Coaching Corner

Lessons for Coaches at the USA Football National Conference

Improving Standards and Technique

Through Heads Up Football, USA Football teaches coaches, parents and players how to recognize and respond to injuries, including concussions. The organization also trains and certifies coaches on safety fundamentals and teaches proper tackling technique.

At the National Conference, USA Football’s Andy Ryland and Philadelphia St. Joseph’s Prep head coach Gabe Infante led a session on shoulder tackling and blocking—a technique also taught by the Seattle Seahawks—to try to help improve player safety.

The Heads Up Football program also instructs coaches how athletes’ equipment should properly fit and appoints Player Safety Coaches (PSCs) to teach safety protocols.

In February 2015, USA Football released new youth tackle football practice guidelines, which have been endorsed by leading medical organizations. These include clear definitions of contact and time limits on full player-to-player contact.

Dr. Stan Herring is USA Football’s Medical Advisory Committee Chairman and a physician at the University of Washington in Seattle. He’s been working with USA Football since 2009.

“I’ve seen an incredible commitment to keep the game fun,” he said. “And I’ve seen an incredible commitment to make the game safer.”

Lessons from the Greats

Youth and high school coaches also got to learn from former NFL coaches and players who spoke about everything from character development and leadership to offensive and defensive fundamentals.

Former NFL head coach Brian Billick encouraged attendees at the USA Football National Conference to heed a lesson he’d learned from 49ers coaching great Bill Walsh.
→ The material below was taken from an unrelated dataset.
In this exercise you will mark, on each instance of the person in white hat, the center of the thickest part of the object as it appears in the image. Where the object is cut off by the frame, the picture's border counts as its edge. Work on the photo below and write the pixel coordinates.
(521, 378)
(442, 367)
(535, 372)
“Make sure that every hour you spend designing or dissecting a play,” Billick said, “you spend the same amount of time, another hour, perfecting how you’re going to teach it.”

NFL Legends Jerome Bettis and Ray Lewis spoke to a standing-room-only crowd about “What High School Football Taught Me”—lessons they learned playing high school football that carried over to their extraordinary professional careers.

Former NFL player and current ESPN analyst Desmond Howard stressed how great coaches are great leaders. “They’re able to see in these young athletes something that they don’t even see in themselves,” he said. “And they’re able to pull it out of them.”

In a passionate speech, former coach and ESPN analyst Jon Gruden told young coaches to “find a veteran coach and seek knowledge, seek wisdom, learn the game…open your arms to these young guys and teach them the game.”